RAM disk vs paging + buffer cache
Judah Greenblatt
judah at whuxcc.UUCP
Tue Aug 12 10:13:30 AEST 1986
> Some recent discussions in unix-wizards and here at work set me to thinking
> about why one would want a RAM disk as a general sort of feature. ("RAM
> disk" refers to using a fixed part of main memory as if it were a disk-like
> device.)
I was involved in developing ram-disk drivers for several unix systems
in an attempt to speed up a large application. During the work we
discovered the following useful tidbits:
- file systems like /tmp, with large numbers of short-lived files,
generate an inordinate amount of physical I/O activity. I'm not
sure why, but it seems that the following sequence generates several
physical I/O operations, even when the buffer-cache is empty:
- create a file
- write 1 block of data
- close it
- open it again
- read the data
- close it again
- unlink the file
In the face of thousands of programs which perform this sequence
hundreds of times a minute, putting /tmp in ram is a big win.
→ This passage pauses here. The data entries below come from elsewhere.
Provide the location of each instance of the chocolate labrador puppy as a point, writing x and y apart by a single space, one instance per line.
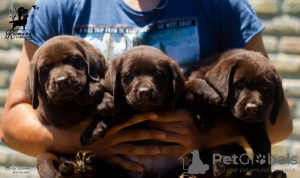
142 79
66 85
248 85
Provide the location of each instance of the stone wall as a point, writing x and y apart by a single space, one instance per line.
282 41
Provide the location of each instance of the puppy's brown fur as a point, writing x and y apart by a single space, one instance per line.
66 85
143 79
246 83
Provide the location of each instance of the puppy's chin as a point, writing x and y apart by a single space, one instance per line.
246 117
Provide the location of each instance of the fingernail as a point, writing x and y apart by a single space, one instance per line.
155 150
161 135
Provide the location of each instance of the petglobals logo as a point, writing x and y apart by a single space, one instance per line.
259 159
193 165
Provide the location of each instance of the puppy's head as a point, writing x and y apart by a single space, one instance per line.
145 78
61 69
249 84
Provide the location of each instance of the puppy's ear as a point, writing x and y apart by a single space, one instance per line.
31 84
113 81
220 78
278 99
178 79
96 62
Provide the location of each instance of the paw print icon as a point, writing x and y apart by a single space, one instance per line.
261 159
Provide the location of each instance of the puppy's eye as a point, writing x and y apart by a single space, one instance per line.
45 68
158 73
129 75
265 87
239 85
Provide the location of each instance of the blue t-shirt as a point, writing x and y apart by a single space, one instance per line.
187 30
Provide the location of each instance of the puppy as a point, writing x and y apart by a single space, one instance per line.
144 79
248 85
66 85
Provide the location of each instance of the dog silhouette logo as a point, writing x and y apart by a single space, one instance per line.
194 163
22 14
19 18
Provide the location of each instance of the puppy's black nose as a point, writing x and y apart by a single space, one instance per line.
61 81
251 108
144 91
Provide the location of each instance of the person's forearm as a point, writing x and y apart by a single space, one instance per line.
28 136
31 137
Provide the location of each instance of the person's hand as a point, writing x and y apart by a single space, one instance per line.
117 142
180 129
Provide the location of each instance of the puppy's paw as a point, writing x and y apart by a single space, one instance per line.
106 107
66 170
278 174
85 161
99 132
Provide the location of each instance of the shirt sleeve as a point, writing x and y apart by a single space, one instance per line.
238 23
53 18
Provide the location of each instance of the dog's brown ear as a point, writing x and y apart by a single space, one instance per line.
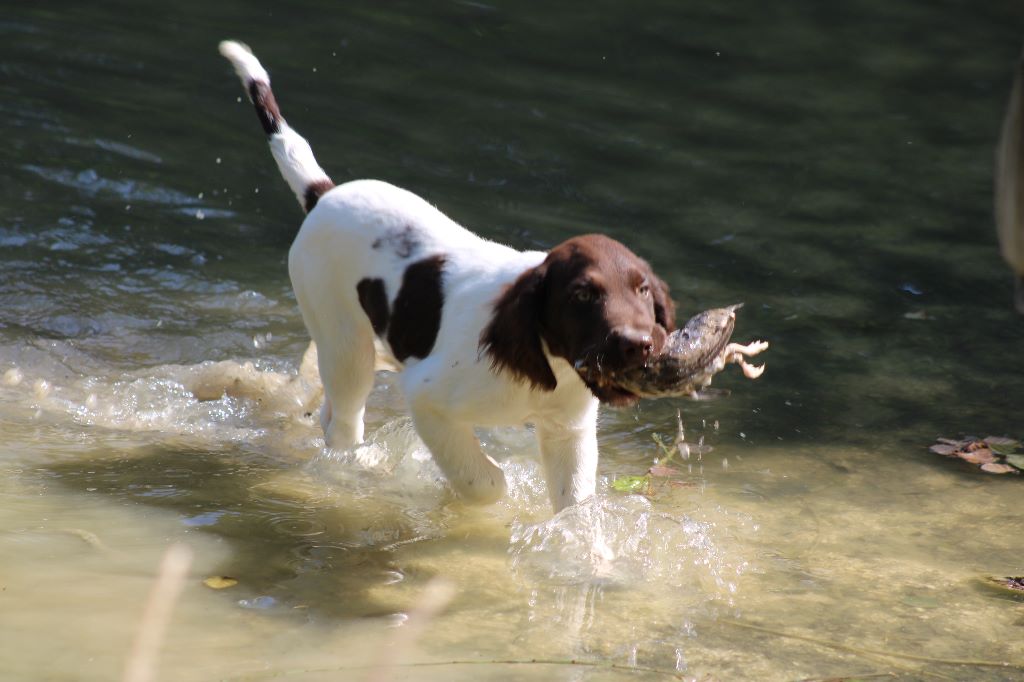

- The free-list is not an efficient cache of program text.
In a machine with 20,000 free pages, no more than 2000 of which
were ever in use at once, the 'hit ratio' of the free list was
measured at under 80%, while the 2000 block buffers had a hit
ratio over 95%.
- While program text can be reclaimed from the free list, initialized
data pages cannot. As the page fault system in 4.2BSD bypasses
the block buffers when faulting in initialized data pages,
there is NO buffering of such pages, and every page fault generates
a physical I/O operation. When running lots of short-lived programs
which have a lot of initialized data, it may pay to try to put
the entire file system containing your programs into ram!
- Note that all of the above is talking about short-lived files and
quick-running, tiny programs. Unix already seems to handle the
big stuff well enough. (Well, almost well enough. You do keep
your large files one per raw disk partition, don't you? :-)
- To play these games requires a LOT of memory. Don't even think
of allocating less than 1 MB to a ram disk. If you will be putting
programs into core, expect to use 10 MB or more. As you will also
want 1000 or more block buffers, and probably need to support 100+
users, you're going to need at least 32 MB of ram.
- One thought on why you might not want to let the block buffers
do all the work: can you imagine what a 'sync' would
cost on a system with 20,000 block buffers?
--
Judah Greenblatt "Backward into the Future!"
Bell Communications Research uucp: {bellcore,infopro,ihnp4}!whuxcc!judah
Morristown, New Jersey, USA arpa: whuxcc!judah at mouton.com
* Opinions expressed are my own, and not those of the management.